2014 single by Neon Jungle

"Braveheart" is a song recorded by British girl group Neon Jungle for their debut studio album, Welcome to the Jungle (2014). It was released by RCA Records as the album's second single on 17 January 2014. The track was written and produced by American rapper Snob Scrilla, with additional songwriting by Cassie Davis and additional production by Baby. "Braveheart" conceptualized accidentally when the group found its demo version on the song producers' laptop and insisted that they record the song. It is an uptempo EDM dance-pop song which comprises "euphoric" instrumentation, a "hammering" bass line, "hands-in-the-air" synths and "pulsing" beats. "Braveheart" contains uplifting lyrical themes and ideals of experiences in a night club.

The song was met with generally favourable reviews from contemporary music critics who praised its production as well as the group's vocal performance. Some honed "Braveheart" as the best single released by a girl group in 2014, while others were divided in opinion over the song's rap section. The song is Neon Jungle's most successful single to-date. It bowed at number four on the UK Singles Chart and was certified silver by the British Phonographic Industry (BPI) for sales of 200,000 units. "Braveheart" peaked at number two in Scotland, and also became the group's first charting single in Ireland and Australia where it peaked within the top 20 in both countries.

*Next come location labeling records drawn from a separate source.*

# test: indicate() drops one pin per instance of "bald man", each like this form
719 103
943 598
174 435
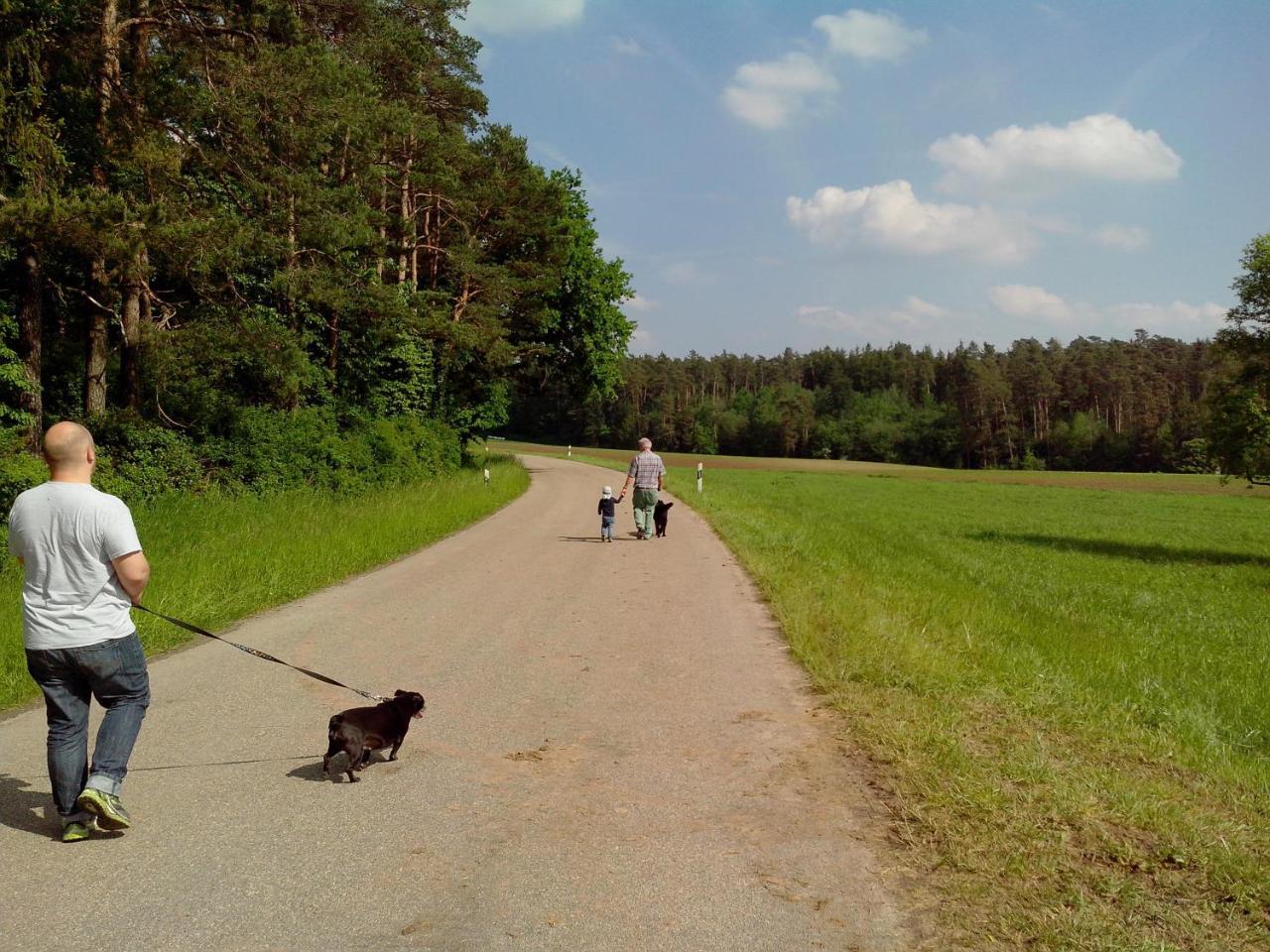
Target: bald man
84 570
647 472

An accompanying music video, directed by Emil Nava, was released on 11 December 2013. It depicts the group as "in touch with their spirit animals," in several illumuniously-coloured settings, and its imagery and styling was lauded by music critics. Neon Jungle have performed "Braveheart" at the 2014 Manchester Pride.

==Background==
| | "It's almost like there's three songs in one. There's a lot of different layers to it. It's very high-energy, there's a heavy beat and bass line. You hear it and immediately you just get up and move. A lot of people say it's their favourite song to listen to in the gym because it just really pushes them to go for it. While 'Trouble' is a little more pre-club, getting ready, getting yourself packed up sort of thing, 'Braveheart' is maybe for a slightly older audience. It's a little more clubby." |
—Jessica Plummer

"Braveheart" was written and produced by Snob Scrilla, with additional songwriting by Cassie Davis and additional production by Baby. It was mixed by James F. Reynolds and mastered by Dick Beetham. Scrilla and Davis were responsible for the track's keyboard instrumentation and synthesizer melody. "Braveheart" conceptualized "as an accident" when Neon Jungle were in the studio and "raided" their producer's laptop and found the song's beat; group member Jessica Plummer stated, "from that very second we all believed in the track". In addition, the quartet liked what the producers had written and said "No, stop! What was that? Play that again!" At the time, Neon Jungle were to depart to Los Angeles the next day and it was the last time the group had left to record with their producers. On the day, at 01:00, the group insisted on recording the song and did so through the early hours of the morning. In an interview with VanityHype Magazine, Neon Jungle mentioned, "While we were doing it we were vibing off it and we had our own words and stuff, so it was just like a vibey night, ha ha!"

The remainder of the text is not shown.